Wednesday, November 6, 2013

Hamlet | Blog Post #2: "Life is pain, Highness. Anyone who says differently is selling something."



Scaling the Cliffs of Insanity, Battling Rodents of Unusual Size, Facing torture in the Pit of Despair - True love has never been a snap.
Inigo Montoya, a clumsy yet master Spanish fancer, has spent his entire life seeking to avenge his father, killed by a ruthless and elusive six-fingered man. Although he is not a leading man throughout the film, his drive in life exhibits one of the most prominent and impactful themes of the movie: revenge.
Inigo Montoya isn't the only being seeking revenge, however.
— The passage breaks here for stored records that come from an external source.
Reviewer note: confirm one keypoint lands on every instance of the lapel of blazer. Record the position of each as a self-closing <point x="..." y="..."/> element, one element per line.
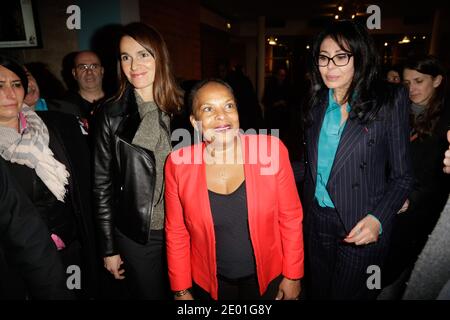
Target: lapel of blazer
<point x="318" y="114"/>
<point x="352" y="132"/>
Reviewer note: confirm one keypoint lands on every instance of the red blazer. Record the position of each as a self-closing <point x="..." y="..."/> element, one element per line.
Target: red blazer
<point x="274" y="215"/>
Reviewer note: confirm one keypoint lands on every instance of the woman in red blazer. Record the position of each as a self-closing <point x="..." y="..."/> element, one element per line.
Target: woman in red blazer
<point x="233" y="215"/>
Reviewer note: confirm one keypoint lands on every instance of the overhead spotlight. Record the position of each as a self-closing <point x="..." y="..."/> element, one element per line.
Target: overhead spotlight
<point x="404" y="40"/>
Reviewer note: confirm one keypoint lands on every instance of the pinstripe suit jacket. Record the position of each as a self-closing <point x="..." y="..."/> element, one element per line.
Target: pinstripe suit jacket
<point x="372" y="170"/>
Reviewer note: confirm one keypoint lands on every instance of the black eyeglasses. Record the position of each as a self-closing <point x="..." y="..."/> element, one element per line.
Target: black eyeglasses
<point x="85" y="67"/>
<point x="339" y="60"/>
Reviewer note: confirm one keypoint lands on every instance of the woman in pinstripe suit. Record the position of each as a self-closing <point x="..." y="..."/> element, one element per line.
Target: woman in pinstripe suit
<point x="358" y="164"/>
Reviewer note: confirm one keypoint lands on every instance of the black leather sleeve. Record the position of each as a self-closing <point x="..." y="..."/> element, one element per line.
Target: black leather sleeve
<point x="103" y="183"/>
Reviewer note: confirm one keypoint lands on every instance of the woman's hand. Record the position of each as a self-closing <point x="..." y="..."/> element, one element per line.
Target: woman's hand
<point x="113" y="264"/>
<point x="289" y="289"/>
<point x="366" y="231"/>
<point x="187" y="296"/>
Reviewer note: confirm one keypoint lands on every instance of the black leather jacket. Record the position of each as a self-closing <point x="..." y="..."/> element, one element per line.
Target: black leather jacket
<point x="124" y="175"/>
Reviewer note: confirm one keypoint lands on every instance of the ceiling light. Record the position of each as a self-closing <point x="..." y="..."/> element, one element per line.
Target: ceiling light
<point x="404" y="40"/>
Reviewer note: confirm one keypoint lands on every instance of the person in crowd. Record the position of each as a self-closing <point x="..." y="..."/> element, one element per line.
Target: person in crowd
<point x="49" y="158"/>
<point x="88" y="72"/>
<point x="358" y="168"/>
<point x="26" y="245"/>
<point x="430" y="278"/>
<point x="233" y="222"/>
<point x="425" y="78"/>
<point x="35" y="100"/>
<point x="131" y="143"/>
<point x="447" y="156"/>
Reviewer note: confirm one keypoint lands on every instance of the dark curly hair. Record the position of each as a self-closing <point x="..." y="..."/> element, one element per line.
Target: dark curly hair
<point x="367" y="91"/>
<point x="430" y="65"/>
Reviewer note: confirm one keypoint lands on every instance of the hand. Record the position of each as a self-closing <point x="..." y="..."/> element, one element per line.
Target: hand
<point x="113" y="264"/>
<point x="447" y="155"/>
<point x="289" y="289"/>
<point x="187" y="296"/>
<point x="366" y="231"/>
<point x="404" y="207"/>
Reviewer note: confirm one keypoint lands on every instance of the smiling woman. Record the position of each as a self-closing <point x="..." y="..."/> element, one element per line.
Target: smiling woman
<point x="233" y="232"/>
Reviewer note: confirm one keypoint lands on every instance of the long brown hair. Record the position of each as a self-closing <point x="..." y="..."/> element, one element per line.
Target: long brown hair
<point x="168" y="96"/>
<point x="429" y="65"/>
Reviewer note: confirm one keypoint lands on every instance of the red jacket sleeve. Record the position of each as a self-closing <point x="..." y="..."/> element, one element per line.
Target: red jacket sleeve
<point x="177" y="236"/>
<point x="290" y="218"/>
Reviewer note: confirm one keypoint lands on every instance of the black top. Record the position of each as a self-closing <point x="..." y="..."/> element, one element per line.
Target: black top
<point x="234" y="251"/>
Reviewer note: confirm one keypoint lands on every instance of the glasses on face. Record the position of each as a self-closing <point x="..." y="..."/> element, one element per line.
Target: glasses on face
<point x="85" y="67"/>
<point x="339" y="60"/>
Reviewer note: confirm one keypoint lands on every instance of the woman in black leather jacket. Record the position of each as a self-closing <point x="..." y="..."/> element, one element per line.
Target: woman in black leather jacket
<point x="132" y="141"/>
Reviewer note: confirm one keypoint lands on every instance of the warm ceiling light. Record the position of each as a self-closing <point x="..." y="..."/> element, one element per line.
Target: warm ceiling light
<point x="404" y="40"/>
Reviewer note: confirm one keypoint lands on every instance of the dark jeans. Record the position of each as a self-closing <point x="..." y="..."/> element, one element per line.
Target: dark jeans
<point x="146" y="274"/>
<point x="239" y="289"/>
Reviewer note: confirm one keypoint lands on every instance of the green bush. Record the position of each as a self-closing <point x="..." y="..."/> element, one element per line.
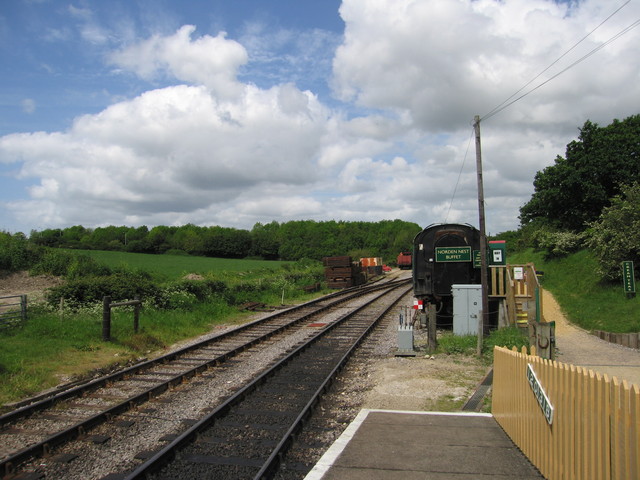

Hamlet has been acting mad lately - and I do not understand why. "...I was sewing in my closet/Lord Hamlet, with his doublet all unbraced/.../and with a look so piteous in purport as if he had been loosed out of hell/to speak of horror" (2.1.77, 82-83). I felt my heart drop to the pit of my stomach, as I stand there, watching him, not knowing what do or where to go. "He took me by the wrist and held me hard./.../Long stayed he so" (2.1.87, 91). I was "so affrighted" (2.1.75)! Then "he lets me go/And, with his head over his shoulder turned/He seemed to find his way without his eyes/For out o' doors he went without their helps/And to the last bended their light on me" (2.1.96-100). I ran to my father, purging everything that had just occured. My father suggests that Hamlet is "Mad for [my] love" (2.1.85), but I do not know - I am frightened he might be. "I did repel his letters and denied/His access to me" (2.1.109-110), as my father and brother requested.
Why has Hamlet gone mad? Is he really this upset about us that he would to such lengths as becoming a pale, avengeful ghost of a man? Or is there more - perhaps like Inigo Montoya?
Inigo Montoya has rehearsed his line of revenge for his entire life - "My name is Inigo Montoya. You killed my father. Prepare to die." Although a bit humorous and even a bit crass, his valiant determination avenges his father, finally. But I am frightened as to what Hamlet will do me, or worse - what my father will do to Hamlet. My father said "I am sorry that with better heed and judgment/I had not quoted him.../.../...go we to the king" (2.1.12-13, 117). What will the king do?
I am not even certain anymore if revenge for revenge is what we should be seeking. As my father simply says "This must be known, which, being kept close, might/move/More grief to hide than hate to utter love" (2.1.118-120), I dwell upon the words of Inigo Montoya, after so many years finally avenging his father - "Is very strange. I have been in the revenge business so long that, now that it's over, I do not know what to do with the rest of my life."
What should I have done? What shall I do now?